God….if only I had a dollar for everytime I jerked off to one of her softcore movies on HBO when I was a teenager sitting in my parents’ living room
Same here. I love your mom’s taste in drapery, by the way.
That was YOU???
“Look what Jennifer Love Hewitt did to me!”
Please tell me the black and white pattern is underwear and not a Kiss-makeup themed version of vajazzling.
It’s the DIY-at-home-on-a-budget vajazzling:
White LePage’s glue and peppercorns.
I see London, I see France.
Looks like someone released the Kraken
Look lady gaga! I’ve got girl parts!
Come on, admit it, she’s still got it goin’ on.

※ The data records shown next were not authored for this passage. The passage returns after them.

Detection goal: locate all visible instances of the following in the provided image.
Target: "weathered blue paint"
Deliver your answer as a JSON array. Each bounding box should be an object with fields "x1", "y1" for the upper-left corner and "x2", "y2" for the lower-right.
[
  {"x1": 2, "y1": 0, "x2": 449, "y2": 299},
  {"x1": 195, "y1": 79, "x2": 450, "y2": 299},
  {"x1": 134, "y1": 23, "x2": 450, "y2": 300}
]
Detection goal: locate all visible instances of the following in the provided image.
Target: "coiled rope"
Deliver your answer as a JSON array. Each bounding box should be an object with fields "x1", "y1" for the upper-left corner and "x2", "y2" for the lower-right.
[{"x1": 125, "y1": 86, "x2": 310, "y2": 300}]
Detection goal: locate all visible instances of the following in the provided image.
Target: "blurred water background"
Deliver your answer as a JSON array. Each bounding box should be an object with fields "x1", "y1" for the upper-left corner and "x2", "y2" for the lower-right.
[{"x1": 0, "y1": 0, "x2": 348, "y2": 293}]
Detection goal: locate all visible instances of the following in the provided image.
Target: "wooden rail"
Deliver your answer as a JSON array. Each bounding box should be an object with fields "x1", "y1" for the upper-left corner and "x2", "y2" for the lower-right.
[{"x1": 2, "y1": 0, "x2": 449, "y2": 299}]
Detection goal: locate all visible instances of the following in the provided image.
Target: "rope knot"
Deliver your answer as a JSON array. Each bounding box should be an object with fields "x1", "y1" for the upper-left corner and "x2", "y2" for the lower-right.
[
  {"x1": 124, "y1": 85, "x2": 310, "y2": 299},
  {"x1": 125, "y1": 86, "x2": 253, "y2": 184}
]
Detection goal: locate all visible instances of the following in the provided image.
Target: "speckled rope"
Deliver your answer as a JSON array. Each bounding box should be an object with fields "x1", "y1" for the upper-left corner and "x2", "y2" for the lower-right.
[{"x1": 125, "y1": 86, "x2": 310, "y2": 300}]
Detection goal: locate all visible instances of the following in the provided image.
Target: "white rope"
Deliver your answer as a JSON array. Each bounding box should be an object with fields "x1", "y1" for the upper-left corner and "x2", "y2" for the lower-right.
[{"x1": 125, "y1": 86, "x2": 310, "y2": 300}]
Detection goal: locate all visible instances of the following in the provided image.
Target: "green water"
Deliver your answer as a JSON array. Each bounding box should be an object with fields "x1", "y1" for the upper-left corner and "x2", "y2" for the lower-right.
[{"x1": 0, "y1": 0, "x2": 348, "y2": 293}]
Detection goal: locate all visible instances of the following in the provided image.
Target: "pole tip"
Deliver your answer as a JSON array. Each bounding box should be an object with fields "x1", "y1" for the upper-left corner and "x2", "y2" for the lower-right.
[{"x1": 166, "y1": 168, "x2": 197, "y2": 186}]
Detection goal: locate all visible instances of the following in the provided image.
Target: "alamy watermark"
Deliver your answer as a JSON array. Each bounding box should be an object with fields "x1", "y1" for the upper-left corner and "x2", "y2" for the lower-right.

Shannon Tweed stars in the one woman show “Hilary Duff: It Won’t Come Out”
“OH MY GOD WHAT IS THAT SMELL? CAN ANYONE SMELL THAT? AM I THE ONLY ONE THAT SMELLS THAT?”
Good lord, I didn’t even recognise her. I used to love her incredibly lame soft porn cop drama movies! They were hilarious and terrible.
There was this one where she had a really long shower and every man that visited her to chat about work ended up getting in there with her and banging her.
I’m like, well at least there’s water running, but man, what she really wants is a Silkwood shower.
That scene was in every fucking one of her crappy movies.
I watched them all with the sound turned down; lotion and a box of tissue next to me…
This is the other end of the screaming match that she and Goldie Hawn are having.
Electrifying the floor makes the models move faster on the cat walk but sometimes they poop.